Dillard's had been proposed to be located on 100 South, just east of the historic Deseret/First Security Bank building. Those plans wouldn't have aligned Regent Street across 100 South and also would have created grade-elevation problems along 100 South, said Dale Bills, City Creek Reserve Inc. spokesman.

"One of the things we heard (during the public process) was line up Regent Street if you can," Bills said.

By doing that, the project could no longer accommodate the footprint for the proposed 150,000-square-foot Dillard's store. CCRI officials call losing Dillard's as a third anchor disappointing but necessary.

The plans now call for a residential tower in that space, as well as retail space along the Regent Street extension that developers envision as a grouping of restaurants.

"We expect that will be complementary to Regent Street as it passes south toward the Gallivan Center," Bills said.

The Regent Street extension also will connect with State Street on the east side of the block. A yet-to-be-determined "mini-anchor" store will wrap around the Deseret/First Security building on the northeast corner of 100 South and Main Street.

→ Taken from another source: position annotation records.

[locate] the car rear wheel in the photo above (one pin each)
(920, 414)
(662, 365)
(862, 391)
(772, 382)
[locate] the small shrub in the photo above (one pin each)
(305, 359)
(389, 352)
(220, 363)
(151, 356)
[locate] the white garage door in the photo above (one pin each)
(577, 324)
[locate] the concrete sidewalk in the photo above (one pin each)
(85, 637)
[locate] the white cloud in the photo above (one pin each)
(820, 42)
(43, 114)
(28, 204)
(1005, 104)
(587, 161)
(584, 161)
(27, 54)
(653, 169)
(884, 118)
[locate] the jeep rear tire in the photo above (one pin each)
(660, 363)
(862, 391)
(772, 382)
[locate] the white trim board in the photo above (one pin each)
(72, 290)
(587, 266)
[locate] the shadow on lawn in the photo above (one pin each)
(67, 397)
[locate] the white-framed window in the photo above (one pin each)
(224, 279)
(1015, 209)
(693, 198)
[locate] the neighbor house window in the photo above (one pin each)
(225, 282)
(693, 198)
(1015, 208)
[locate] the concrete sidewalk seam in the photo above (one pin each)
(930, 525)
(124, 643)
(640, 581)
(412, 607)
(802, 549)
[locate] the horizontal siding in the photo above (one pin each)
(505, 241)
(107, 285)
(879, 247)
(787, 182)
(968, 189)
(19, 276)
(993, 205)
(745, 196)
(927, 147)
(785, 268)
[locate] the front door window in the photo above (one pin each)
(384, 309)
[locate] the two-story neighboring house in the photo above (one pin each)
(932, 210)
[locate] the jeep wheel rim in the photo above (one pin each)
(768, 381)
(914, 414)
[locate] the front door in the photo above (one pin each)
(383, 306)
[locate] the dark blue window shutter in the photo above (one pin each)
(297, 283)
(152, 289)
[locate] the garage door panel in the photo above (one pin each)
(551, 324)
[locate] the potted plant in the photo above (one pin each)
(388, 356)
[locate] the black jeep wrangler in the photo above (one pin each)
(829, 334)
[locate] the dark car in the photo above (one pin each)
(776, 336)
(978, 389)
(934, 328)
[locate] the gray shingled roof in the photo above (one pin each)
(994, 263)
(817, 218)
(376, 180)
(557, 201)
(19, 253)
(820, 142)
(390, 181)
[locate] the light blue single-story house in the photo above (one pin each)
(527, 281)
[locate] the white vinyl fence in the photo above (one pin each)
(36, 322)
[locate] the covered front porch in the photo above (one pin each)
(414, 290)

"All of those adjustments, all of those enhancements to the plan give us the opportunity to be responsive to public comment," Bills said.

The modified plans call for the residential tower on 100 South to be 255 feet tall, which will require conditional-use approval. The city permits maximum building heights of 100 feet in that area, said Joel Paterson, planning program supervisor.

The tower would add another 135 residential units to the project, bringing the total to 674, said Bill Williams, CCRI director of architecture and engineering.

The public will be invited to comment on the changes during the Dec. 12 Planning Commission meeting. No decisions will be made at the meeting.

The $1 billion-plus City Creek Center project will bring a mix of residences, retailers and office space downtown.

The development will cover three downtown blocks, complete with six acres of landscaped open space, including man-made streams representing the historic south fork of City Creek that ran through downtown when pioneers first arrived in 1847.

City Creek Center is a private venture of the LDS Church, meaning no taxpayer money is being used. Tithing dollars from LDS Church members also will not be used, officials have said. The project is being developed with funding from other real-estate projects of the LDS Church.

City Creek Center is scheduled to be completed in mid-2011.